- From “it is documented” to “AI can understand it”
- How to evaluate the structure of documentation?
- Ending: a five-dimension rubric
- Two tools so improving this does not become torture
- Iterations, experiments, and progressive refinement
- References and standards
We ask AI agents to do real analytical work: write SQL, answer business questions, detect patterns, or… anything having to do with data models. Let’s assume your schema is documented well enough for a person who already knows the context, which, in most cases, is already quite a heroic assumption. But is it also documented well enough for an agent with no previous context?

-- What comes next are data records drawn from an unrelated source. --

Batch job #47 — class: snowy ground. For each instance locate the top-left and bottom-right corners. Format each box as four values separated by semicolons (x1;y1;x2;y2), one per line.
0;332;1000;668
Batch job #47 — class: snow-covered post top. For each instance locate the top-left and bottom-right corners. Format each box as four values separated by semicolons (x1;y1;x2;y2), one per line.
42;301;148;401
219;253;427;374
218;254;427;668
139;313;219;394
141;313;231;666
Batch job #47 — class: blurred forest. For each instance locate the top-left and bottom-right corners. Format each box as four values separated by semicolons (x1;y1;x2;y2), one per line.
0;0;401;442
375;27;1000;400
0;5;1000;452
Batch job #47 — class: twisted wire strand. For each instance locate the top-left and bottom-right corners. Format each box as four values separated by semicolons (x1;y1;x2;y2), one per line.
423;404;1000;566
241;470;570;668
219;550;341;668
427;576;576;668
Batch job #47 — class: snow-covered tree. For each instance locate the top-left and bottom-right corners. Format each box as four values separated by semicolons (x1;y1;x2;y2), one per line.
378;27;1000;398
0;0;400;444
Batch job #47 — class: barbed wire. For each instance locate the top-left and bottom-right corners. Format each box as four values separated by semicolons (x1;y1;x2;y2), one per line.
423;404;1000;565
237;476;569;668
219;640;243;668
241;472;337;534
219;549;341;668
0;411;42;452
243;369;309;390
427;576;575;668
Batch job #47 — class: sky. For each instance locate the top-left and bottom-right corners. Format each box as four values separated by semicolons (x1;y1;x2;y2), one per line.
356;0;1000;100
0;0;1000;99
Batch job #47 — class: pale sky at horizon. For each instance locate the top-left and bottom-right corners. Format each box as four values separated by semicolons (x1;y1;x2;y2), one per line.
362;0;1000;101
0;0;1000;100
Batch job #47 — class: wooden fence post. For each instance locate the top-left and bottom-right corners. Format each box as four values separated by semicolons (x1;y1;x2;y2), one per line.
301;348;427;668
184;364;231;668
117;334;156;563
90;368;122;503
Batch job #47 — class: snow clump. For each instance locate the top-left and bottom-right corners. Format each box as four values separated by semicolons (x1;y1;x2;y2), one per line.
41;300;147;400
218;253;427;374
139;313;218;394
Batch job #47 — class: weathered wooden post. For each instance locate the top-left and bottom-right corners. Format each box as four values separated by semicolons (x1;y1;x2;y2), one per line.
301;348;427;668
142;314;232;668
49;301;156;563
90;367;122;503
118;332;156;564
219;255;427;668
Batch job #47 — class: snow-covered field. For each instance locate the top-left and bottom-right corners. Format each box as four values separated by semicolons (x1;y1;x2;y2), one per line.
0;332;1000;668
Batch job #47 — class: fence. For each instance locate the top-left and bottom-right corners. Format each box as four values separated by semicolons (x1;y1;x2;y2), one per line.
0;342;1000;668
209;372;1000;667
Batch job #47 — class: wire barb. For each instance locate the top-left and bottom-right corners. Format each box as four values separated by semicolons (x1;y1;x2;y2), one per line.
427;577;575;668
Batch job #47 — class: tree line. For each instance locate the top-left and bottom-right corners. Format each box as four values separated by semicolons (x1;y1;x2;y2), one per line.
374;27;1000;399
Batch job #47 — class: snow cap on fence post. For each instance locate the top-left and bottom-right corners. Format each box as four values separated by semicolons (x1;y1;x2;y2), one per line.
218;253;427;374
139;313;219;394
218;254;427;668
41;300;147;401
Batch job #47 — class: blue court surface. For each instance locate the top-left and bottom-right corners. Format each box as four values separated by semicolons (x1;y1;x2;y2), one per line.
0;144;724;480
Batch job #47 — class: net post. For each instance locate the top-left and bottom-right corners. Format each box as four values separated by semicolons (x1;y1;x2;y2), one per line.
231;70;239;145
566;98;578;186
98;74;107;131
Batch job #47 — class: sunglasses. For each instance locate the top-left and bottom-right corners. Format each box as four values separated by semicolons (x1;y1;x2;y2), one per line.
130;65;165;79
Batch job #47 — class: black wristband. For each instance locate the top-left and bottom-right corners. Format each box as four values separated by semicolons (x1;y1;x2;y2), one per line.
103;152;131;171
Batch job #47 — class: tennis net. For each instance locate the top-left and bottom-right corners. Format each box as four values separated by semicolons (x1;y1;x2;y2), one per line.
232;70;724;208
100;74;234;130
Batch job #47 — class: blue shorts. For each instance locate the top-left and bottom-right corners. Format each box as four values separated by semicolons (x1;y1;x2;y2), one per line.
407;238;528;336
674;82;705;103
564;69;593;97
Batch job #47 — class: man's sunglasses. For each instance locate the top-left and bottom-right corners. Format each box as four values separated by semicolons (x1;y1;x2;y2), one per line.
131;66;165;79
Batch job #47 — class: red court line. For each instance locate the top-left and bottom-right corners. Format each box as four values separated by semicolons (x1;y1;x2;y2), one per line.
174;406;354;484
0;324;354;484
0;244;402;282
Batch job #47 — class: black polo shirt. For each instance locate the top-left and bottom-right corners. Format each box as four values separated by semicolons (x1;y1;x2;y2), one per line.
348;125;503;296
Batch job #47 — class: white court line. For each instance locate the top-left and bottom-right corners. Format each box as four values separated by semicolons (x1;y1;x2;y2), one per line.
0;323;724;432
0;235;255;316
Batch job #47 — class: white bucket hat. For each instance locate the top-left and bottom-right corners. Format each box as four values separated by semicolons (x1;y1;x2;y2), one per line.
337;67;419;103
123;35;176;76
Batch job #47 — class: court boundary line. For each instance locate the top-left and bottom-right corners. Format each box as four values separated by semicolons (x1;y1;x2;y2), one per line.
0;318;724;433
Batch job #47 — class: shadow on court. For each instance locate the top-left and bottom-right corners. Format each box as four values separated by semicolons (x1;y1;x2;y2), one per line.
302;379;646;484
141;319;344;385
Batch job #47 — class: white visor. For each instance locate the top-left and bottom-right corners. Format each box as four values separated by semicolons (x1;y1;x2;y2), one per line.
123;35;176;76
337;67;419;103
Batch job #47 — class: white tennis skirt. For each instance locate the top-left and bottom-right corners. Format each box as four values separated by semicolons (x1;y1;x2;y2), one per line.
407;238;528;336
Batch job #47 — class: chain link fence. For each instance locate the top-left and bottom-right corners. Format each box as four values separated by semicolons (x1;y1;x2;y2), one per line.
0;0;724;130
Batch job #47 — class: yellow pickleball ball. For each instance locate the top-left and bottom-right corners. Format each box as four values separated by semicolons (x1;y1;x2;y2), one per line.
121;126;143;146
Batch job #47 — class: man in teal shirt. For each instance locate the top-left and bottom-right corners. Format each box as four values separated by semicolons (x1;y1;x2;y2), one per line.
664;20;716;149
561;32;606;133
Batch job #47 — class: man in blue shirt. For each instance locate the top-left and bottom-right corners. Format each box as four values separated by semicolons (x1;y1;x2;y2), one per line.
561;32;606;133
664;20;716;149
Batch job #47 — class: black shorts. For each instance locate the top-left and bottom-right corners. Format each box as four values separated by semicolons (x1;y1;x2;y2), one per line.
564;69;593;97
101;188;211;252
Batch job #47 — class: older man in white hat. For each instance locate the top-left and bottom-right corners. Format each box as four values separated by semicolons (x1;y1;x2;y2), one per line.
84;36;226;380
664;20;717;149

If there is implicit knowledge, the agent will make decisions and assumptions to generate SQL that looks perfectly reasonable. Everything may compile, run, and even return plausible numbers. But can I be sure the agent is not making a semantic mistake? Maybe it does not know that a status field only allows four valid values, and while we’re here, maybe it does not understand what each one means, whether they affect other columns, or whether they imply a different way of reading the results. Maybe it interprets a nullable date as “unknown data” when in fact it means “this never happened”. Maybe it sees three fields ending in _id and assumes the primary key is the combination of all of them, when it absolutely is not. None of that is exactly a model failure. Mostly, it is a documentation failure.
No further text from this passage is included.